The new method herein demonstrated, represents a significant advancement for the exosomes split due to the fact that its obtainment is significantly fast, through the manipulation of a unique solution, being the centrifugation and filtration not necessary and without pellet formation, that is polluted of dragged proteins during ultracentrifugation process and which ends altering the microparticles ultrastructure. On the other hand, ferrous nanoparticles are added in the middle. It is not clear yet if they are only linked to the external face of the exosomes or if they are incorporated by them.

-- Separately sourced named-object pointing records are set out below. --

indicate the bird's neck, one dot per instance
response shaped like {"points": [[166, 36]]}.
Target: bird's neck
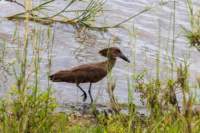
{"points": [[110, 63]]}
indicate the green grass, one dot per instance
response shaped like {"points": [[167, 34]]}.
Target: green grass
{"points": [[28, 109]]}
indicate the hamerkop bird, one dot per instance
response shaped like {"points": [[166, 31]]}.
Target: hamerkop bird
{"points": [[90, 73]]}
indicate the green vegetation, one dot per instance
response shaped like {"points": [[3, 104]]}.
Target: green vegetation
{"points": [[26, 108]]}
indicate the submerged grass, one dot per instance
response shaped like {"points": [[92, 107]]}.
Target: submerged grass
{"points": [[28, 109]]}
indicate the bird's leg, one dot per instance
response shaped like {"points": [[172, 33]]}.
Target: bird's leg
{"points": [[84, 93], [89, 91]]}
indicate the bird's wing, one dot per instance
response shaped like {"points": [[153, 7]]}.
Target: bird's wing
{"points": [[89, 73]]}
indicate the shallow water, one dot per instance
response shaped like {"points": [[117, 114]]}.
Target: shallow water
{"points": [[72, 48]]}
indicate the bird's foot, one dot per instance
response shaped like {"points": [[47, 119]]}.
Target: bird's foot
{"points": [[84, 95]]}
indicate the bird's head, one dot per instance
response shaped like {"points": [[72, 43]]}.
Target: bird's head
{"points": [[113, 52]]}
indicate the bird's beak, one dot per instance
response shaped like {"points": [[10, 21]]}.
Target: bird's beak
{"points": [[122, 56]]}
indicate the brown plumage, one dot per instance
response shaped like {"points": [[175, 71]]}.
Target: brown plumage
{"points": [[90, 73]]}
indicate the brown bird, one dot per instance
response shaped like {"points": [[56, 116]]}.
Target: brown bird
{"points": [[90, 73]]}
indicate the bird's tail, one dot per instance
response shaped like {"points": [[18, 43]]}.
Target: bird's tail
{"points": [[54, 78]]}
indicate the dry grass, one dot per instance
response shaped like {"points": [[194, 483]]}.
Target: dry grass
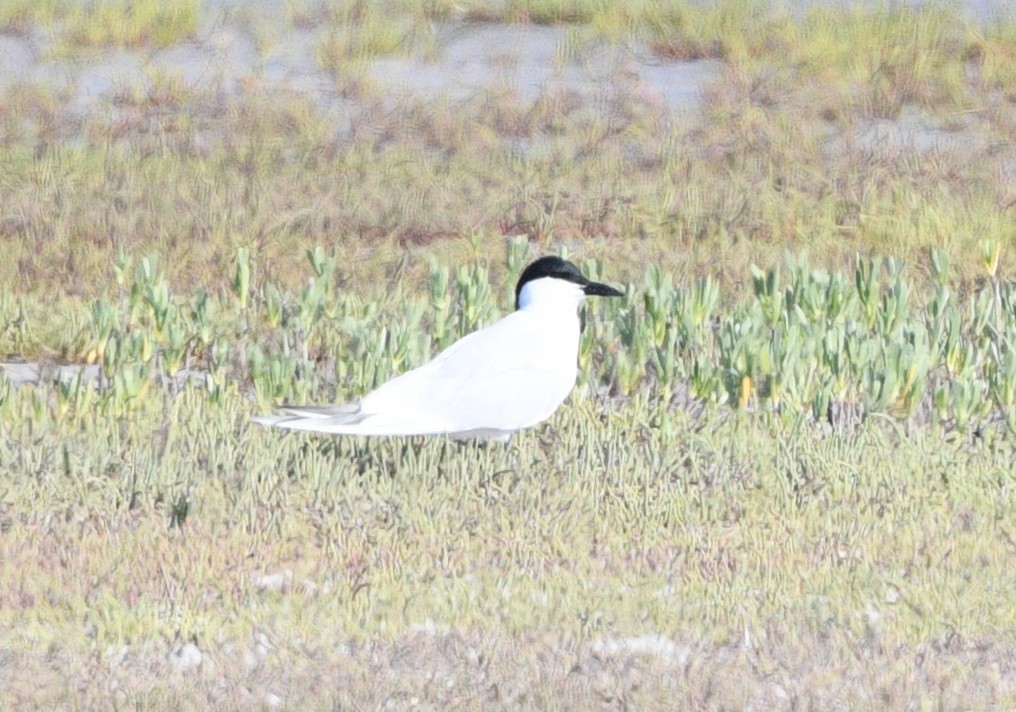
{"points": [[166, 555]]}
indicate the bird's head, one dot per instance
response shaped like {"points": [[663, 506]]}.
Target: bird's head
{"points": [[554, 280]]}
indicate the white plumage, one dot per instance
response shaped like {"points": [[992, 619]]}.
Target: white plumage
{"points": [[489, 384]]}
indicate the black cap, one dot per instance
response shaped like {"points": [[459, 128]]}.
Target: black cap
{"points": [[562, 269]]}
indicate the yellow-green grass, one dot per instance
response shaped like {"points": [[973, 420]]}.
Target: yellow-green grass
{"points": [[645, 549], [129, 23], [780, 546]]}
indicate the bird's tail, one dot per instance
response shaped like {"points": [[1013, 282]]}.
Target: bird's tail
{"points": [[343, 413]]}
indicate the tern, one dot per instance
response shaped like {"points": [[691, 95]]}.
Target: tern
{"points": [[491, 383]]}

Such definition will allow subsequent development of the method for the split of ferrous material.

It is true that when this invention is put into practice alterations in reference to some construction and form details would be possible, without implying moving apart from the fundamental principles that are clearly mentioned in the claim table, being understood that the terminology used has the objective but not the limitation.

Claims

1. A method for isolation of exosomes from biological solutions using nanoparticles of iron oxide, featured by the fact that the method for exosomes isolation comprise platelets using superparamagnetic magnetite nanoparticles (Fe3O4), and be made through an attraction charge mechanism based on the exosomes pre-determined zeta potential where the iron oxide nanoparticles where previously synthetized with pre-determined positive charge, linked to the exosomes negatively charged, comprised in the biological sample, by means of electric attraction; the material exposure to a magnetic field allows the split of exosomes that were linked to the nanoparticles.

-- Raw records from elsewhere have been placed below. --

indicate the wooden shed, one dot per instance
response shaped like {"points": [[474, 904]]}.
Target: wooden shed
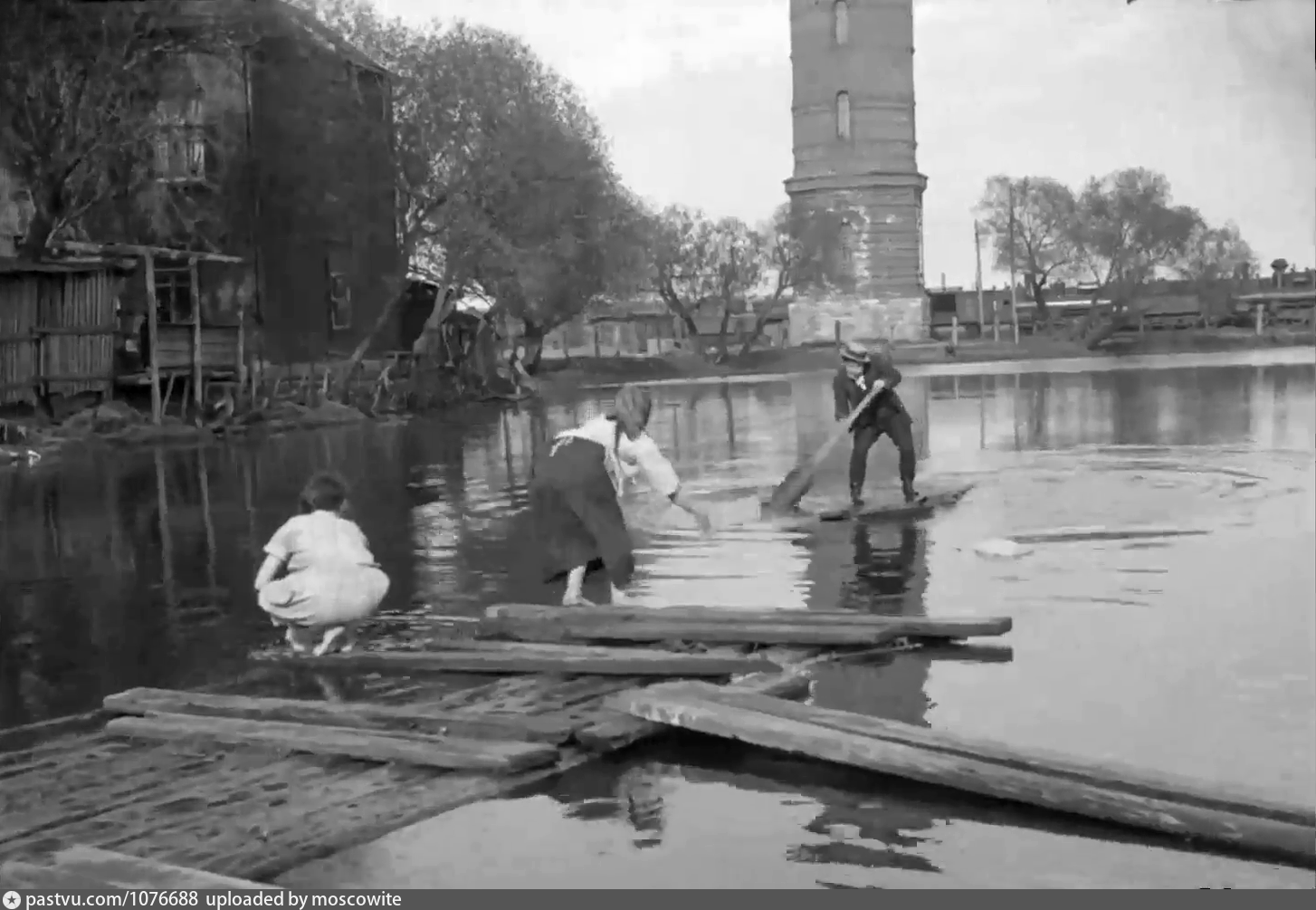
{"points": [[57, 328]]}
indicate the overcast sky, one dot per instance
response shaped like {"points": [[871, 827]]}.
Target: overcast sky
{"points": [[696, 98]]}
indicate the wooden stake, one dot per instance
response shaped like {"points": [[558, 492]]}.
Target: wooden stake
{"points": [[205, 518], [197, 388], [153, 338]]}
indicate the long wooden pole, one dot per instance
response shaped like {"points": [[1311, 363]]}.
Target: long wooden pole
{"points": [[1014, 298], [978, 280], [153, 338]]}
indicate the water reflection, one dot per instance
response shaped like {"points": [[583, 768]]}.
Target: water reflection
{"points": [[135, 568]]}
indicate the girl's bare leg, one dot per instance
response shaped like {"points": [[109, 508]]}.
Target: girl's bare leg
{"points": [[574, 599]]}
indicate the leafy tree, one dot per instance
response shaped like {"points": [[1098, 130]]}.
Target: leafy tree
{"points": [[802, 249], [1128, 229], [1038, 215]]}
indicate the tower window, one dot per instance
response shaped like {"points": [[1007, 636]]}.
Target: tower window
{"points": [[841, 21], [843, 115]]}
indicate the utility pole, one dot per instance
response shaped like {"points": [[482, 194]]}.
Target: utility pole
{"points": [[1014, 298], [978, 280]]}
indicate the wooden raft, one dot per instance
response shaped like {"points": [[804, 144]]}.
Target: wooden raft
{"points": [[529, 622], [100, 869], [353, 731], [253, 813], [506, 657], [1112, 793]]}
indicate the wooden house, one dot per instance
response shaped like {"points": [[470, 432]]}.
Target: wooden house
{"points": [[57, 330], [281, 145]]}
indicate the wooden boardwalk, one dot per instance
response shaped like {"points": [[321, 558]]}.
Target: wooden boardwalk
{"points": [[241, 811]]}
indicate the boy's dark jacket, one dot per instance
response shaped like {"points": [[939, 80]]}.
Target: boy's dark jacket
{"points": [[848, 394]]}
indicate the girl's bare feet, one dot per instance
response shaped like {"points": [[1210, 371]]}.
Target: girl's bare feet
{"points": [[329, 640]]}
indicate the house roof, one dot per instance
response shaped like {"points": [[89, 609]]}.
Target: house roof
{"points": [[278, 14]]}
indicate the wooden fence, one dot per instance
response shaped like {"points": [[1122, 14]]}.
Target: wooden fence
{"points": [[57, 330]]}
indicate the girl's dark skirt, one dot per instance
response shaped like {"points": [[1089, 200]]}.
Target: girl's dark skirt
{"points": [[576, 513]]}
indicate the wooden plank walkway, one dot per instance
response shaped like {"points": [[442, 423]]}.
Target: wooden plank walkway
{"points": [[235, 810]]}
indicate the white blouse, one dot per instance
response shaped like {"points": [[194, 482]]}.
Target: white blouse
{"points": [[625, 457]]}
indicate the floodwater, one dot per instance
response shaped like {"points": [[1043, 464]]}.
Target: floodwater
{"points": [[1188, 654]]}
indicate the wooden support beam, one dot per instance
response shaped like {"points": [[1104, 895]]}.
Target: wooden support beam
{"points": [[449, 753], [1108, 791], [532, 658], [358, 715], [153, 338], [197, 377]]}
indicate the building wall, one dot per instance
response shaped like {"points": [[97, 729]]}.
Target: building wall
{"points": [[321, 145], [867, 176]]}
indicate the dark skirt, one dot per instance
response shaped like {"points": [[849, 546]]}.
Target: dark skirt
{"points": [[576, 513]]}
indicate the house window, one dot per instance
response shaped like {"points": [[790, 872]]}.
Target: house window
{"points": [[173, 294], [180, 141], [843, 115], [339, 301]]}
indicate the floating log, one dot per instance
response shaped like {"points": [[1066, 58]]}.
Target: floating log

2. The method for isolation of exosomes from biological solutions using nanoparticles of iron oxide, in accordance with claim 1, featured by the method defined in the following stages:

(a) Platelets were stimulated to generate typical exosomes and control particles

(b) Samples comprising exosomes (supernatant 2) and particles (supernatant 1) were submitted to zeta potential measure, revealing potential charges negative enough, but different among them (−61±21, 1) mV to the exosomes versus (−9, 2±3) mV to platelets degradation particles, average ±ep, n=4, p<0, 05);

(c) Solution of iron oxide superparamagnetic nanoparticles synthetized according to the methodology which basically consists in the rapid hydrolysis of Fe3+, by adding ammonium hydroxide in aqueous solution 0, 25 molar of FeCI3.6H2O; the precipitate dialysis allows a peptization leading to the formation of colloidal suspension with particles extremely small (˜200 Å);

(d) Nanometric particles (50-100 Å) based on iron oxide were prepared through alcoholic solutions hydrolysis by diethylammonium hydroxide in the presence of a surfactant as nonilfenol etoxilat;

(e) Samples were incubated with iron nanoparticles for 1 hour, proportion of 0, 1 ml concentration solution 200 μg of iron/mL for 2 ml of solution containing exosomes;

(f) After 1 hour, such material was exposed to a magnetic field in column LS-MidiMACS (Miltenyi) which allowed the split of the exosomes that were linked to the nanoparticles, by elution with PBS+mechanic force (piston of the column itself);

(g) Submitted to flow cytometry (CMF) is confirmed that exosomes were obtained through high expression of CD63 with some expression of CD9 and very low expression of Annexin V

3. The method for isolation of exosomes from biological solutions using nanoparticles of iron oxide, in accordance with claims 1 featured by the fact that the method may obtain exosomes from mixed biological solutions.

4. The method for isolation of exosomes from biological solutions using nanoparticles of iron oxide, in accordance with claims 1 featured by the fact that the method may obtain undivided exosomes in their form.

5. The method for isolation of exosomes from biological solutions using nanoparticles of iron oxide, in accordance with claims 1 featured by the fact that the method may obtain undivided exosomes in their proteinic content.